From 351,000 g to 700,000 times Earth’s field

Even before the all-superconducting user magnet crossed 35 tesla, Chinese scientists had already shown they could generate extreme steady fields in other configurations. One widely cited experiment reported a magnetic field of 351,000 g, explicitly described as more than 700,000 times stronger than the field at Earth’s surface. That result, shared by Chinese researchers, underscored how far the country’s magnet science had moved beyond the scales familiar from MRI scanners or industrial magnets.

By 2025, the narrative had sharpened around the comparison with Earth’s field. Chinese scientists announced a magnetic field 700,000 times Earth’s strength in a system designed to remain stable for long periods, not just in microsecond pulses. Reports on that work highlighted how the team overcame stress concentration, shielding current effects and multi field coupling effects to keep the field uniform and controllable, and they explicitly framed the result as a step toward technologies such as lossless transmission of large currents, as described in a Sep briefing.
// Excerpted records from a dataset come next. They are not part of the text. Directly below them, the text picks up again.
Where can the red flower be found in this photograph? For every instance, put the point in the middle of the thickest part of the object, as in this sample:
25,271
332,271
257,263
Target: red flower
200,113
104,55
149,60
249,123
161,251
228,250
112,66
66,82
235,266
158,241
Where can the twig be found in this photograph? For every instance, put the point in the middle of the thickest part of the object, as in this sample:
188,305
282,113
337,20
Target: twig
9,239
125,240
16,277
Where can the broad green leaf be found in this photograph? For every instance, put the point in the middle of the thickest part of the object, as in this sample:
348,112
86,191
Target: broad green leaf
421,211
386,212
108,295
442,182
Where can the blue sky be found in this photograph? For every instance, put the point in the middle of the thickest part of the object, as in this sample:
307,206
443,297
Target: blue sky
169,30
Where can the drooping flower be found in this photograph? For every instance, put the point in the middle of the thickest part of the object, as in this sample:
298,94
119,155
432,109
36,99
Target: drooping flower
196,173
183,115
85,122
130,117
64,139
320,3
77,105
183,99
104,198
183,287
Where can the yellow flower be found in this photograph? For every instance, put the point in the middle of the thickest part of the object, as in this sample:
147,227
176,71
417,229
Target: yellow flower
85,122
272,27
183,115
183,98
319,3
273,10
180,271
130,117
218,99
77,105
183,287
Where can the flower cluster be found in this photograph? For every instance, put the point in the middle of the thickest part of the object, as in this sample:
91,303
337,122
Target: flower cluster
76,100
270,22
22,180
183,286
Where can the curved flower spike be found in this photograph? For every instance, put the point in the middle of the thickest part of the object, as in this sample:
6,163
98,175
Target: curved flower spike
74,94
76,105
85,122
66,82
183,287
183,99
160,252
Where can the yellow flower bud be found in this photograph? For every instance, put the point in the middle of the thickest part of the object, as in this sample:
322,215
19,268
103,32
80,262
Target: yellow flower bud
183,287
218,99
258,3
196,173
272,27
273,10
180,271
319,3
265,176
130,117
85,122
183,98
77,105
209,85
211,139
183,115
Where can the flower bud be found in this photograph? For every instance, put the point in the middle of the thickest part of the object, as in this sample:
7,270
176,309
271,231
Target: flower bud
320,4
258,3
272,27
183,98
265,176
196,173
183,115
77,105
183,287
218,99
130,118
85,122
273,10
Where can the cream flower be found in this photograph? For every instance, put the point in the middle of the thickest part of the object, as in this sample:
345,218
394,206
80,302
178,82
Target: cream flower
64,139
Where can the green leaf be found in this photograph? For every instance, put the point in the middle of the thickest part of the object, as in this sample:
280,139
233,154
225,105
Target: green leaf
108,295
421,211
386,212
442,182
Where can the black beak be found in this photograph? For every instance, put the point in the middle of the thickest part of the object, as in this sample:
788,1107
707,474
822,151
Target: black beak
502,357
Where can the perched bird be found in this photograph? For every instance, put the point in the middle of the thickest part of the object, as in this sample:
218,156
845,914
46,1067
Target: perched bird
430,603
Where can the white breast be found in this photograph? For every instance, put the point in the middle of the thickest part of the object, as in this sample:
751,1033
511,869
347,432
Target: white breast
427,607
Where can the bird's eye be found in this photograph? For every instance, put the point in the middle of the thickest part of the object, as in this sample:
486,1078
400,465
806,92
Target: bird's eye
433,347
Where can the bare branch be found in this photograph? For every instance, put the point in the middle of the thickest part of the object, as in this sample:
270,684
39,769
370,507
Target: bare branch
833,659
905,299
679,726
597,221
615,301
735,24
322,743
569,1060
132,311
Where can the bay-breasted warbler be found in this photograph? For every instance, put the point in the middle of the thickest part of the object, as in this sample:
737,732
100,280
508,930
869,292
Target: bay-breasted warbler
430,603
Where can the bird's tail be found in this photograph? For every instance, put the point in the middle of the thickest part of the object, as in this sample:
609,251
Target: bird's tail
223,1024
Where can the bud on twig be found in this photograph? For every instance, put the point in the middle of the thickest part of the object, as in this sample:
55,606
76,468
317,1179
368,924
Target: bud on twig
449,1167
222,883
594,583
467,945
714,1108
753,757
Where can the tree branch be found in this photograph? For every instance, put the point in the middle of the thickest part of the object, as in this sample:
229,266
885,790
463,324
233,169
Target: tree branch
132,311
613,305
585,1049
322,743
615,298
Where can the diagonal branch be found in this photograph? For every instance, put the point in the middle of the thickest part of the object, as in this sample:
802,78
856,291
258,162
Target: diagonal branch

Why a 35.6-t user magnet matters for science and strategy

What sets the new magnet apart is that it combines those extreme numbers with open access for the broader research community. Official descriptions stress that Chinese scientists have established a new world record in high field magnet technology with a 35.6-t all-superconducting user magnet, and that the system is intended to support work in physics, chemistry, materials science and life sciences. One summary notes that the successful development of this magnet is the result of joint efforts and collaborative research by multiple institutions, and that it is expected to accelerate discoveries across several disciplines, according to the CAS.

At the same time, the facility has been positioned as the only all-superconducting user magnet in the world capable of providing stable magnetic fields above 30 teslas for materials research. Technical notes explain that with this upgrade, the system has become a unique platform for experiments that demand both very high fields and long measurement times, such as probing unconventional superconductors or testing next generation battery materials, as outlined in a materials focused overview.